True Reconciliation: How to Be a Force for Change, by Jody Wilson-Raybould

About the book: There is one question Canadians have asked Jody Wilson-Raybould more than any other: What can I do to help advance reconciliation? It is clear that people from all over the country want to take concrete and tan­gible action that will make real change. We just need to know how to get started. This book provides that next step. For Wilson-Raybould, what individuals and organizations need to do to advance true reconciliation is self-evident, accessible, and achievable. True Reconciliation is broken down into three core practices—Learn, Understand, and Act—that can be applied by individuals, communities, organiza­tions, and governments.
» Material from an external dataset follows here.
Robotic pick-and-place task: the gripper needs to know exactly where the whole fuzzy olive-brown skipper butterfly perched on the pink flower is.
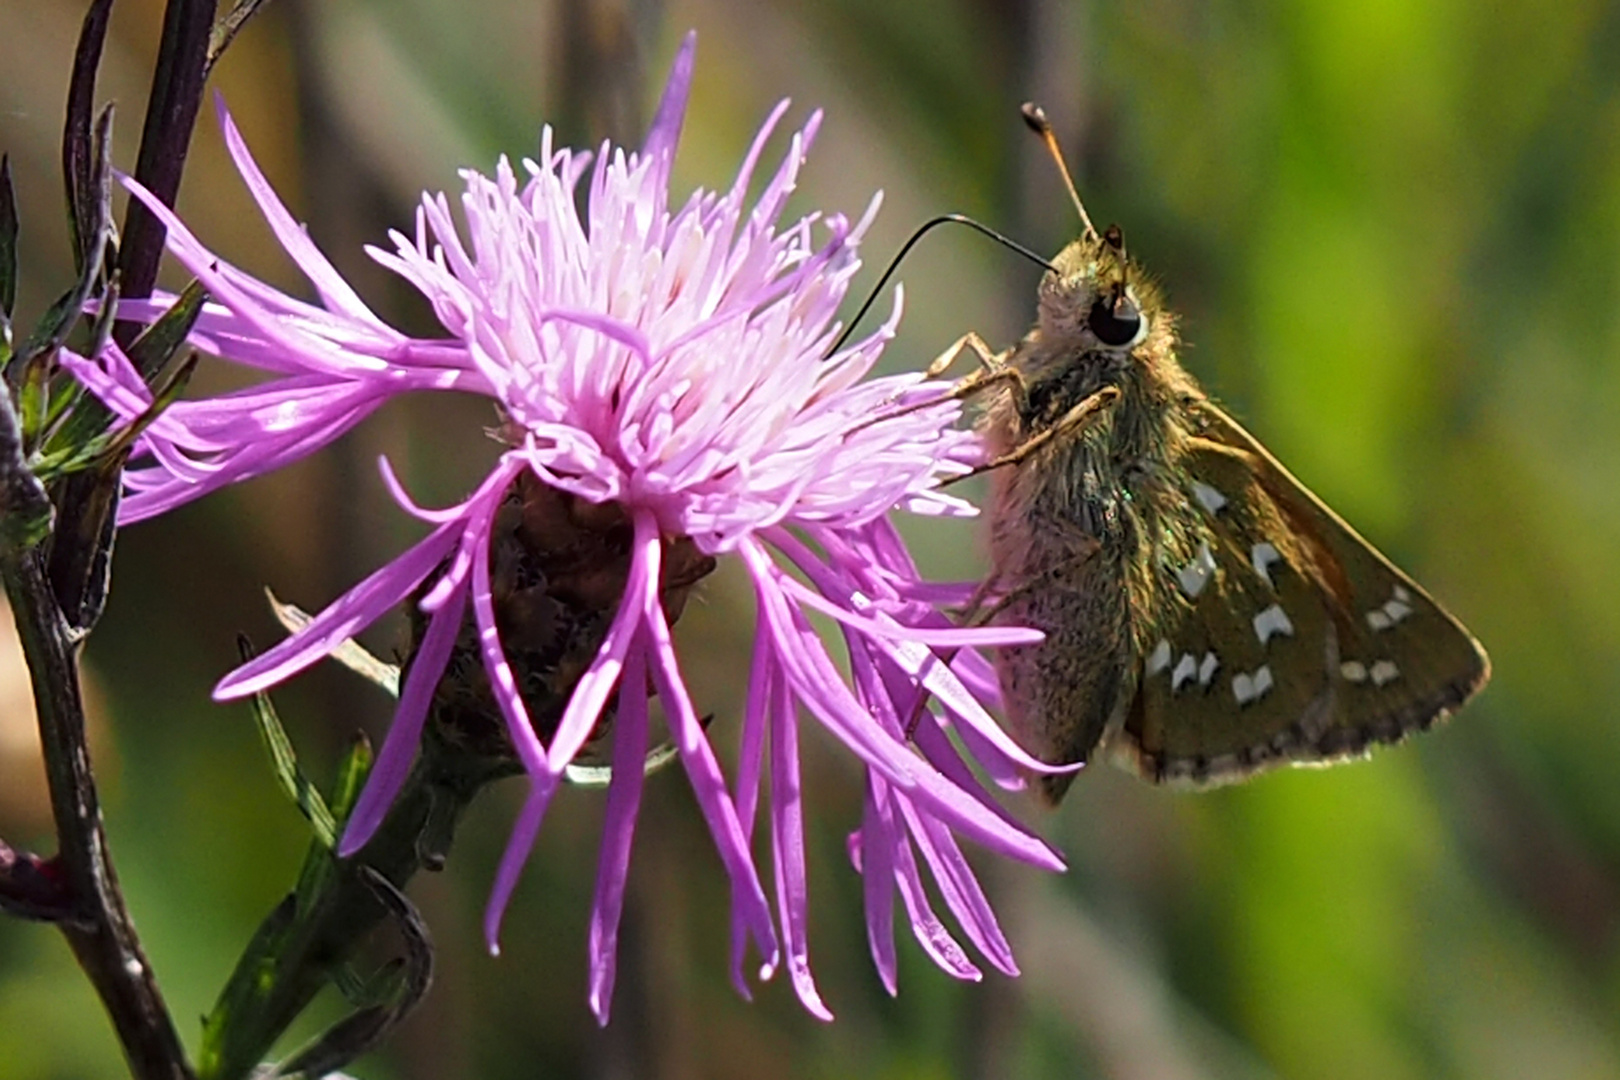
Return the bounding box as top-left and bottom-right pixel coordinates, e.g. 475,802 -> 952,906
953,107 -> 1490,801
The practices are based not only on the historical and con­temporary experience of Indigenous peoples in their relentless efforts to effect transformative change and decolonization, but also on the deep understanding and expertise about what has been effective in the past, what we are doing right, and wrong, today, and what our collective future requires. Fundamental to a shared way of thinking is an understand­ing of the Indigenous experience throughout the story of Canada. In a manner that reflects how work is done in the Big House, True Reconciliation features an “oral” history of these lands, told through Indigenous and non-Indigenous voices from our past and present.

The ultimate and attainable goal of True Reconciliation is to break down the silos we’ve created that prevent meaning­ful change, to be empowered to increasingly act as “inbe­tweeners,” and to take full advantage of this moment in our history to positively transform the country into a place we can all be proud of.